Review: Motorola's Droid is a Serious Competitor to the iPhone

Rachel Metz

November 06, 2009

SAN FRANCISCO – Since its debut in 2007, millions of people have gravitated toward Apple’s iPhone, wooed by its sleek hardware, simple user interface and abundance of applications.

Other smart phone makers have been trying since then to dispel the notion that the iPhone is the be-all and end-all of mobile gadgets. The latest push comes from Verizon Wireless and Motorola, whose Droid is a good alternative for those seeking a feature-packed smart phone with a full keyboard and strong wireless service.

The Droid stands out from the crowd of iPhone wannabes with a slim but weighty body, noticeably angular look and large touch screen.

Its 3.7-inch screen is bigger than the iPhone’s 3.5-inch one, and the extra real estate really makes it easier to navigate Web pages and play with applications. It also offers plenty of space on the home screen (and two side screens that you swipe to see) for software “widgets” that give a quick look at such things as your friends’ Facebook status updates or the song you’re playing on the built-in music player.

And the Droid’s cost is comparable with the iPhone’s – $200, after a rebate, with a two-year service contract with Verizon Wireless, its exclusive U.S. distributor.

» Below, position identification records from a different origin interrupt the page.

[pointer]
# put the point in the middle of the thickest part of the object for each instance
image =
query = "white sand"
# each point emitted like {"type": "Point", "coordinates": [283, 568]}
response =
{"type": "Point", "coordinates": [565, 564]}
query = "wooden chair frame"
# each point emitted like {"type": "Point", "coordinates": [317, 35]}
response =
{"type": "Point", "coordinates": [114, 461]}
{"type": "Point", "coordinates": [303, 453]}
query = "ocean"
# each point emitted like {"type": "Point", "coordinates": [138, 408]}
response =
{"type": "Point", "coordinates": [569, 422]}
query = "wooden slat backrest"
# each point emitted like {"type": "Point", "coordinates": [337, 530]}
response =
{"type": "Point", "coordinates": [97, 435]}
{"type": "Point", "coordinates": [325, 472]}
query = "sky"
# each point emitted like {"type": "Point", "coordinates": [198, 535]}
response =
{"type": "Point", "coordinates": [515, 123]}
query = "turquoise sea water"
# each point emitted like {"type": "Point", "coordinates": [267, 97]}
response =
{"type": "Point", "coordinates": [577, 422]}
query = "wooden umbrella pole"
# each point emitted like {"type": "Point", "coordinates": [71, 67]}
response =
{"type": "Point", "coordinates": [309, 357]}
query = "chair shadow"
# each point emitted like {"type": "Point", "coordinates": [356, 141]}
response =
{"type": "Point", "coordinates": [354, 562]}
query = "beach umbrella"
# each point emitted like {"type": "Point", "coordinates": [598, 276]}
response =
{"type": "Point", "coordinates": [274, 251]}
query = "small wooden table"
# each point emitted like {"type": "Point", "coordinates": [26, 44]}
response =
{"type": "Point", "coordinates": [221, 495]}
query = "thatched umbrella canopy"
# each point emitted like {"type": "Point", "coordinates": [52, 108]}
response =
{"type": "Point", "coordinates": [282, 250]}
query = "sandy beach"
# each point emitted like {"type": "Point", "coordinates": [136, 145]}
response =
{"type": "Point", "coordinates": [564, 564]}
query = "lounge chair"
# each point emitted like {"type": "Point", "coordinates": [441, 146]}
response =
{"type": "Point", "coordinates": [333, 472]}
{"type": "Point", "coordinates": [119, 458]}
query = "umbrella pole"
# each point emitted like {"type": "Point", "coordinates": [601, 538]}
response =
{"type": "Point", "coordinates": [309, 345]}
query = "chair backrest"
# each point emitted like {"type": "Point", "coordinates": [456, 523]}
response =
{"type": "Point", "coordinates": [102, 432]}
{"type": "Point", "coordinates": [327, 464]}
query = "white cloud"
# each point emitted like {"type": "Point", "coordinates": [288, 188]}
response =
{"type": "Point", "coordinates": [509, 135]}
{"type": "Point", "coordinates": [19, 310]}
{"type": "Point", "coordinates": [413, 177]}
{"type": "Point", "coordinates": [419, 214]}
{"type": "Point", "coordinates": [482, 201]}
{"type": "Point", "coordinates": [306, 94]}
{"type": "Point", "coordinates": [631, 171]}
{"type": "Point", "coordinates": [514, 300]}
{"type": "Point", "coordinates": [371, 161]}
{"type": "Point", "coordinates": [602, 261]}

The Droid runs the latest version of Google Inc.‘s operating system, Android 2.0, which includes some enhancements such as the ability to zoom in on Web pages and photos by double-tapping on the screen. With one tap on a photo in your contacts list, you can also quickly see the ways in which you can contact your friends.

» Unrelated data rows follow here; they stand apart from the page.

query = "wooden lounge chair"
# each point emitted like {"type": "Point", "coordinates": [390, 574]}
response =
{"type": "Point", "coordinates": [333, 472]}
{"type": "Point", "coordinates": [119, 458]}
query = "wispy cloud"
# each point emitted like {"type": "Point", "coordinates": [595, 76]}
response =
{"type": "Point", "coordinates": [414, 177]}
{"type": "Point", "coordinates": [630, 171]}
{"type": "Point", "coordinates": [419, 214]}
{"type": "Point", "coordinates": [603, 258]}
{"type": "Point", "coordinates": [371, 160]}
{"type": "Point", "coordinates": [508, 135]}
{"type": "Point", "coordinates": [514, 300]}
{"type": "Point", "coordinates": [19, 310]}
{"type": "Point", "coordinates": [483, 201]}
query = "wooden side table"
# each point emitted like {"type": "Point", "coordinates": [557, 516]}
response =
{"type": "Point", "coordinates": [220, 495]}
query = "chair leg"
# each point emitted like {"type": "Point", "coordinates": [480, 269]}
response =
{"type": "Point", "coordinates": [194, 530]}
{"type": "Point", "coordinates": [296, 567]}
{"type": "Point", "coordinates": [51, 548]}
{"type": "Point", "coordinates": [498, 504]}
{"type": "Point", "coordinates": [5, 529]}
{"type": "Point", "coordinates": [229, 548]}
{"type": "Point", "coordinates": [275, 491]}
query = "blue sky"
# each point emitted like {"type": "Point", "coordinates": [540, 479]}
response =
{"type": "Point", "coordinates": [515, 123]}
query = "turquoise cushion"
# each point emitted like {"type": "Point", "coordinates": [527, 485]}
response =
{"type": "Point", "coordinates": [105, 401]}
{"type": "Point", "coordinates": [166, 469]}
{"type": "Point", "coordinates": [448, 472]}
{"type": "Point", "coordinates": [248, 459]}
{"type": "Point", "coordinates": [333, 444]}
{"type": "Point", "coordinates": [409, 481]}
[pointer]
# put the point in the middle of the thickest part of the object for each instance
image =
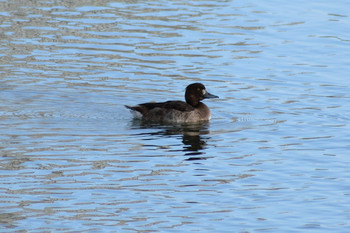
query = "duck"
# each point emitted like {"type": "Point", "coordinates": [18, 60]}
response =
{"type": "Point", "coordinates": [176, 111]}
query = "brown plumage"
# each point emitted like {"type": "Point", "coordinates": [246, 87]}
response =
{"type": "Point", "coordinates": [178, 111]}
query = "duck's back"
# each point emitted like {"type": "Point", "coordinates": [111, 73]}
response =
{"type": "Point", "coordinates": [172, 111]}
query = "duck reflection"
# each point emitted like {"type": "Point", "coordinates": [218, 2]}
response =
{"type": "Point", "coordinates": [194, 136]}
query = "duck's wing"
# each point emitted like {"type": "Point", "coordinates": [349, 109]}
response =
{"type": "Point", "coordinates": [177, 105]}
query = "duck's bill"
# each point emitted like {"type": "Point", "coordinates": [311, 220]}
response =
{"type": "Point", "coordinates": [210, 96]}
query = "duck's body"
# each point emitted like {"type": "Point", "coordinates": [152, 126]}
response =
{"type": "Point", "coordinates": [178, 111]}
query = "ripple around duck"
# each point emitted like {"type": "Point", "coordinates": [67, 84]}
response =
{"type": "Point", "coordinates": [73, 159]}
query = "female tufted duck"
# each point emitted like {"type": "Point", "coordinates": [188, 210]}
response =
{"type": "Point", "coordinates": [178, 111]}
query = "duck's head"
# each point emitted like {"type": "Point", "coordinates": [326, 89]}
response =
{"type": "Point", "coordinates": [196, 92]}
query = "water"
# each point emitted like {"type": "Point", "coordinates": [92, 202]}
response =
{"type": "Point", "coordinates": [274, 158]}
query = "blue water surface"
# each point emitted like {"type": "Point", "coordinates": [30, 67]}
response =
{"type": "Point", "coordinates": [274, 157]}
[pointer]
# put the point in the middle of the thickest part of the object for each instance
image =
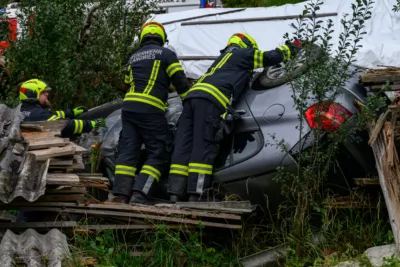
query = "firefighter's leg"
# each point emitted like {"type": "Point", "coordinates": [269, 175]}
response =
{"type": "Point", "coordinates": [205, 148]}
{"type": "Point", "coordinates": [129, 146]}
{"type": "Point", "coordinates": [157, 139]}
{"type": "Point", "coordinates": [180, 157]}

When it comes out on Friday the Droid will also be the first phone to include a cool, free mapping application from Google that can announce turn-by-turn directions.

Google Maps Navigation is easy to use and helped me out on a late-night ice cream run – I put the Droid in my pocket, turned up the volume and followed its female-robot-voice instructions while riding my motorcycle across town.

I was glad to see that the application quickly recalculates your route if you’re prone to making wrong turns as I am. And if you live in a busy city with unpredictable traffic, you might like an option for getting alternate routes, all of which you can see overlaid on the same map along with their distances and estimated driving times.

Like other Android phones, the Droid has a voice search function. It can be used, for instance, to help navigate routes when you’re in the Maps Navigation application. Saying “Navigate to Starbucks in San Francisco” should give you a list of Starbucks Coffee shops. Pick one, and you’ll get turn-by-turn directions.

I’ll probably stick with using the Droid’s keyboard to get directions, though, as it had a hard time understanding me. The phone tried to send me to Ikea when I asked it to take me from my office to my apartment. It offered me all sorts of unrelated results when I tried to get directions to a French restaurant near my home.

That’s not to say the keyboard is perfect. Unlike many other phones with standard, “QWERTY” keyboards, the Droid has keys that are pretty much flat, which often made it hard to type accurately. This wasn’t helped by the fact that, aside from the space bar, the keys are all the same size. Two blank key-sized spaces on the bottom of the keyboard – one on the left, one on the right – made me wonder why Motorola didn’t try to at least enlarge the often-used “return” key.